- I posted a meme on FB a while back that has a bunch of words misspelled -- errors like "could of" instead of "could've," that kind of thing. One of my friends LOL'd it and commented that for me to read that must be like someone with perfect pitch listening to a tone-deaf person sing. Oh, my goodness . . . nailed it.
- Speaking of memes, my husband and I were just commenting on that word yesterday: meme. What a weird word it is. Wondering where in the world it came from. Amazed that it has suddenly become such a commonly used term when it seemed to come out of nowhere a couple years ago.
- And not only is a texting term like "LOL" common in everyday usage anymore, but I just used it as a verb. Language evolution is fascinating.
- I rarely get to choose the literature I teach in my English classes, and I've decided I don't really want that responsibility. Do you know how much literature there is out there? Good, meaningful, influential, classic literature? A whole heck of a lot. Even though I'm given the curriculum to teach at my school, I get to choose what my homeschooled daughter reads for English, and sometimes it's overwhelming. I want her to read everything.
- "Theme" is one of the story elements that I teach in my literature classes, and the definition we give for it is "the statement about life that an author wants to convey in his/her story." Only that's not entirely accurate . . . because sometimes the theme isn't necessarily a statement. It's just a topic. The story addresses the theme of "conformity," but the author may not be making a clear statement about that topic as much as just wanting us to think more about it. And sometimes an author writes something with no particular "theme" in mind at all -- just writing a good story. Nevertheless, if it is a good story, we readers find a theme. Because this is one of the aspects of our being made in the image of God -- this ability and need to search for meaning.
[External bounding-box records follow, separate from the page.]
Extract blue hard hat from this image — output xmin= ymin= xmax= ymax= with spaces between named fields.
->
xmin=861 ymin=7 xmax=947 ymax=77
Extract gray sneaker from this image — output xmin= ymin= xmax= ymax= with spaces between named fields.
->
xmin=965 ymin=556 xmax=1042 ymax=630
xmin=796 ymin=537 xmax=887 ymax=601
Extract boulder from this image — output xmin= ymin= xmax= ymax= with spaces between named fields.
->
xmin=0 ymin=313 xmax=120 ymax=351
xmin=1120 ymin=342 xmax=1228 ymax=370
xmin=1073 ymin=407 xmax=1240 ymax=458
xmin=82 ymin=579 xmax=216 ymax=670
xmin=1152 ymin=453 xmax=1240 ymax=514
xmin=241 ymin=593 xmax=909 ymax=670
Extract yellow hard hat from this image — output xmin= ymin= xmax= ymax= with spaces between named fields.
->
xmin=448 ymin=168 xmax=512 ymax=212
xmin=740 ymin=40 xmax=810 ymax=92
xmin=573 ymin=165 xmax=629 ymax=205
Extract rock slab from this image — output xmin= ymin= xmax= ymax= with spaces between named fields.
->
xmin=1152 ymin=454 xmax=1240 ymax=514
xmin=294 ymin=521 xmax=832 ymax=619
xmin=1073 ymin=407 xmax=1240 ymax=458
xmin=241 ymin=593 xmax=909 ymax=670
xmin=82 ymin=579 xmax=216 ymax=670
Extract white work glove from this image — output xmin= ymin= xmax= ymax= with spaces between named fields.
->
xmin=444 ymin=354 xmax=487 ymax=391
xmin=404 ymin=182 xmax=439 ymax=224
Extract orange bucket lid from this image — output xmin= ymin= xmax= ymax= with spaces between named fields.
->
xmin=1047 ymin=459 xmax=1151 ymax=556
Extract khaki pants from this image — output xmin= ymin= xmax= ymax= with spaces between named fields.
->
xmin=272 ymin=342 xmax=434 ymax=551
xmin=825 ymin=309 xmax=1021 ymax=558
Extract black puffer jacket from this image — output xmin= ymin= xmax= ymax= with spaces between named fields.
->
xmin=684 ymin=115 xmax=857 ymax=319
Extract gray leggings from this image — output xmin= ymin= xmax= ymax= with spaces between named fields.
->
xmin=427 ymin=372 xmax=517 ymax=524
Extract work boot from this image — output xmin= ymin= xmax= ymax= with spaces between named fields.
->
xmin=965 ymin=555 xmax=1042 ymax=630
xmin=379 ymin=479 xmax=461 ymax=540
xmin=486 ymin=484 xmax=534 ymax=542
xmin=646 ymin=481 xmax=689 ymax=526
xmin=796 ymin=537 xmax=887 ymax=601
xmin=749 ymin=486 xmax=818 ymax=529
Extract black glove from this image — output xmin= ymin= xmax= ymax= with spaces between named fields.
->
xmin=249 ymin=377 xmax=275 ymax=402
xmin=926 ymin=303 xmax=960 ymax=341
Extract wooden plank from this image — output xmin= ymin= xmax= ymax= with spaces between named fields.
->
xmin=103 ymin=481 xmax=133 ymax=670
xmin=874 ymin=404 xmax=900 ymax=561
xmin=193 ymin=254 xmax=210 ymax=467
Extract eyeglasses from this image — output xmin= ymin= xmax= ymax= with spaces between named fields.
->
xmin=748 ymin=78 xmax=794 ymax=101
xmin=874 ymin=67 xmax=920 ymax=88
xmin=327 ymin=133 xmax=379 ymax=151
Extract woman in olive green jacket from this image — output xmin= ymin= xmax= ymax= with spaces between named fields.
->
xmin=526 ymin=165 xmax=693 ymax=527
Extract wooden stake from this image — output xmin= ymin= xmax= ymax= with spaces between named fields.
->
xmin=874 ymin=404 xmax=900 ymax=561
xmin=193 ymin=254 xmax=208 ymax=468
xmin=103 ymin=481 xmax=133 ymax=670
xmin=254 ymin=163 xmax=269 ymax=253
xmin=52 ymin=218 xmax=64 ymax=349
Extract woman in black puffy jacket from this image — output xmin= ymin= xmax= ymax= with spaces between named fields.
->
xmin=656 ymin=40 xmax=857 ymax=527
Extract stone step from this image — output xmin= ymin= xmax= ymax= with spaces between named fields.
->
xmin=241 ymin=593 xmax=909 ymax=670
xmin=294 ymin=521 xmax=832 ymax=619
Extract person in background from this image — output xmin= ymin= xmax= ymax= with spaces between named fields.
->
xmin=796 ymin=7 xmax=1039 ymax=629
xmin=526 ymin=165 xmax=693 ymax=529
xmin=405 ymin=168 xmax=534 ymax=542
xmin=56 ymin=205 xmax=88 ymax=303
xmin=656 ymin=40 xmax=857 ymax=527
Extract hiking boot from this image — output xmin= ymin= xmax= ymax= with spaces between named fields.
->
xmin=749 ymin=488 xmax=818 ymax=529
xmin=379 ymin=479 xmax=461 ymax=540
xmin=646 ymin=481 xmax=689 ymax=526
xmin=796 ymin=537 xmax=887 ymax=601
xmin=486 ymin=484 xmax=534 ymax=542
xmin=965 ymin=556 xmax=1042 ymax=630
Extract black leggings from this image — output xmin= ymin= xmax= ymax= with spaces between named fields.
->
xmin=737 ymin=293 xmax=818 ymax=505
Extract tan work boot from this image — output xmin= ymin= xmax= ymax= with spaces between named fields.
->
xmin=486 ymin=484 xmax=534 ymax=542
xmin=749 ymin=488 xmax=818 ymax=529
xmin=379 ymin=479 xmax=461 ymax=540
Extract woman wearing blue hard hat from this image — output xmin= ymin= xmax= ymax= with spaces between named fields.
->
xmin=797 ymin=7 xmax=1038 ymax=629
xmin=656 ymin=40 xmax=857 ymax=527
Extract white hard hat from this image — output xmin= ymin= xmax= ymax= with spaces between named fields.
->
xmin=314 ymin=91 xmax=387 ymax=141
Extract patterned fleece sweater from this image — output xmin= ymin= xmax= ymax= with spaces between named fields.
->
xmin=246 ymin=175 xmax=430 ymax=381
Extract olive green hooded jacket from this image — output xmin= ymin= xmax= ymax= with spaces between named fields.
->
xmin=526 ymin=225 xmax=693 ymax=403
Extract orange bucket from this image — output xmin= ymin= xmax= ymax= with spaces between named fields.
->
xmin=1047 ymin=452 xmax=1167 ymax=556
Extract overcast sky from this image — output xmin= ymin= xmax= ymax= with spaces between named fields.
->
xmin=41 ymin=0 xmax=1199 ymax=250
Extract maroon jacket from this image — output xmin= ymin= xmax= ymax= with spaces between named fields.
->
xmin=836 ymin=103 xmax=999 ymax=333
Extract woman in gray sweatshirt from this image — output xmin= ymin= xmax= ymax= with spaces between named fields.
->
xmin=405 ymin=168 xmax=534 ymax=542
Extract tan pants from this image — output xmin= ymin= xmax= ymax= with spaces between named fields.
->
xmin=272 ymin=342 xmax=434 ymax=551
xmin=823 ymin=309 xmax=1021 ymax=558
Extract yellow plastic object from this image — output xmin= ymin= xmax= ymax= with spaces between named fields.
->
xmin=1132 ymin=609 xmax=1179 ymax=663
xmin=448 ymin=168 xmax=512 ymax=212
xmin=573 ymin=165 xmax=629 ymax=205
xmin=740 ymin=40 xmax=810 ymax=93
- I emphasized (with italics) the modifier good with regards to a story. Not all stories are good. And by that, I don't mean that not all stories are entertaining or enjoyable. Those factors are a matter of personal preference, really. But I think we can come up with criteria for what makes a story good, or at least better than another. I don't know what that definition is . . . but I heard one a while back that I thought was a good start to the conversation anyway: good stories, even if they are fictional stories, are TRUE. They express truth. They show us truth. Even if that truth is the ugliness of reality.
- Good stories must have some universal appeal about them, too. Something that rings true in all people, whatever culture they come from.
- An old friend once talked about a play (and therefore, a story) having value if there is a redemptive quality to it. I like that, too.
- When I taught public school twenty-some years ago, every year, I had some smart aleck kid who would declare that literature can mean anything you want it to mean. This declaration usually came sometime in January or February, which was handy because it would be cold enough for me to have my winter coat in the classroom. I would ask my students what color my coat was. Some would say green, some blue, some greenish-blue, some blueish-green, some teal, some aqua . . . we even sometimes discussed how next to a blue wall it would look more green and next to a green wall it would look more blue. I explained to them that any of those answers could be correct, depending on your perspective, your background, your prior knowledge and vocabulary . . .
But if anyone said my coat was hot pink, that was WRONG. Just because there may be more than one acceptable answer to a question doesn't mean any answer is acceptable.
And yes, that shut the smart alecks up, believe it or not. I should've kept that coat just for those purposes. Too many smart alecks in our world need shutting up.